Breaking barriers in ship recycling


Back in the late nineties my colleagues and I were really well prepared to begin dismantling oil and gas platforms in the North Sea, but despite all odds oil prices went up again and nobody decommissioned anything. But I thought recycling of big things was really interesting and turned to the ship recycling instead. This has been a core professional activity for me since and for my colleagues in Litehauz now for a decade.

European recyclers, and anyone else who cares, can witness 80% of the global end-of-life vessels (flagged in the EU or not) end up on the beaches in India, Bangladesh and Pakistan, where the photogenic ship-breaking activities has been a constant source of disturbing images of the poor working conditions. Through skillful lobbying against these and for EU based ship recycling, the 2013 EU Regulation on Ship Recycling came about mandating proper recycling of EU flagged vessels. So, is it finally going to be glory days again for the EU ship recyclers? Short version: No.

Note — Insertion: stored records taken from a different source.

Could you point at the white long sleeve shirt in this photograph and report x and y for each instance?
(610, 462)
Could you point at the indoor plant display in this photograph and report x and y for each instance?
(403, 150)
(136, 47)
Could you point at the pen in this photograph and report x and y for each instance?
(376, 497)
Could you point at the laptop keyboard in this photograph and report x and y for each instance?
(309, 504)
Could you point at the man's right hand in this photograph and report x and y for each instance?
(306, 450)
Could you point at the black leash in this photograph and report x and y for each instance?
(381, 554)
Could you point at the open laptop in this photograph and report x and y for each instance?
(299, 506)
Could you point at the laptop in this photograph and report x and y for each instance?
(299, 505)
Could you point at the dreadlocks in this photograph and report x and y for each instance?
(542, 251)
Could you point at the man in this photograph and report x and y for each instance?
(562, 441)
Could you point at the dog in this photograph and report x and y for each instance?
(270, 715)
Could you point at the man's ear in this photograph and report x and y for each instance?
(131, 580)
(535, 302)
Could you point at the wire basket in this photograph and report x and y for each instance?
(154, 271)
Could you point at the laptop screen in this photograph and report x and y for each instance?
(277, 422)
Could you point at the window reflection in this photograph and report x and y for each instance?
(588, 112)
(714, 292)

Of course the regulation will improve the order books of EU based recyclers. There will be state-owned vessels, ferries and other iconic vessels, and tonnage from image conscious and/or responsible shipowners. But don’t expect a flotilla of Member state flagged vessels returning home to die. For one thing, a ship is easily reflagged in an afternoon, but we will also have the “European List” identifying EU accepted recycling yards in third countries, e.g. in China, Turkey and maybe even in India.

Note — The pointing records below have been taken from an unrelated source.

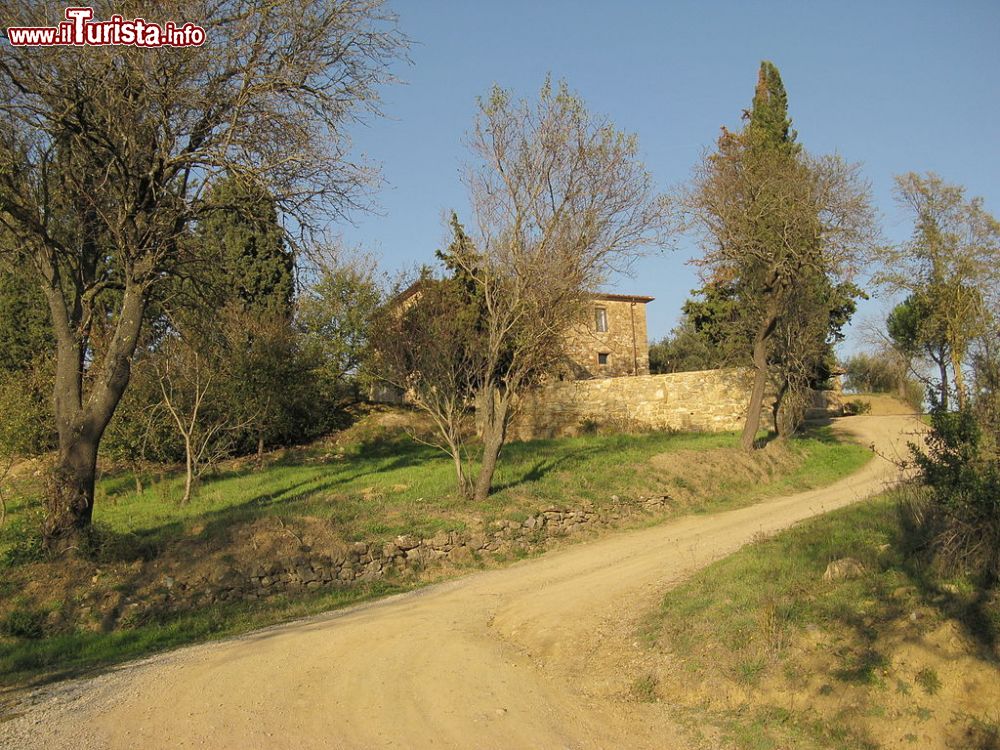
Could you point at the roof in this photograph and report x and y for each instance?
(413, 288)
(622, 297)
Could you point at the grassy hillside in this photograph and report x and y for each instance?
(774, 653)
(370, 483)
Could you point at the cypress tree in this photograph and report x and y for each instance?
(243, 232)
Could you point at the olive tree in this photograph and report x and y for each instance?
(105, 153)
(559, 200)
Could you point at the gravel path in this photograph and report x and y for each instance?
(537, 655)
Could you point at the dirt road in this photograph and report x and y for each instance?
(537, 655)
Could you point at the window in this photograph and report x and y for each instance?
(601, 319)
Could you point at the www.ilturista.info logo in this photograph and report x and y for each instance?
(79, 30)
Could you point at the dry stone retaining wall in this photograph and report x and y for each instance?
(705, 401)
(405, 556)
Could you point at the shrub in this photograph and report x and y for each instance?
(857, 406)
(961, 469)
(24, 623)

I do think the European recyclers can produce a much stronger business case, if we just stop trying to get a view of the future in the rear mirror. We should look to prepare for a niche business, taking note that ship designers in high value markets aim for vessels with a shorter life span, with more flexibility or even structurally prepared for conversions. We must take note that modular construction and the use of composites seem to catch on left, right and center in the shipbuilding industry. Now is the time to team up with the local active shipbuilding yards to increase modularity and the ease of dismantling. Learn from the superyacht sector on the use of composites, and carve out that niche of doing the challenging recycling stuff that will be difficult to copy. And to the keep wheels turning we may have to woo that elusive oil and gas sector again.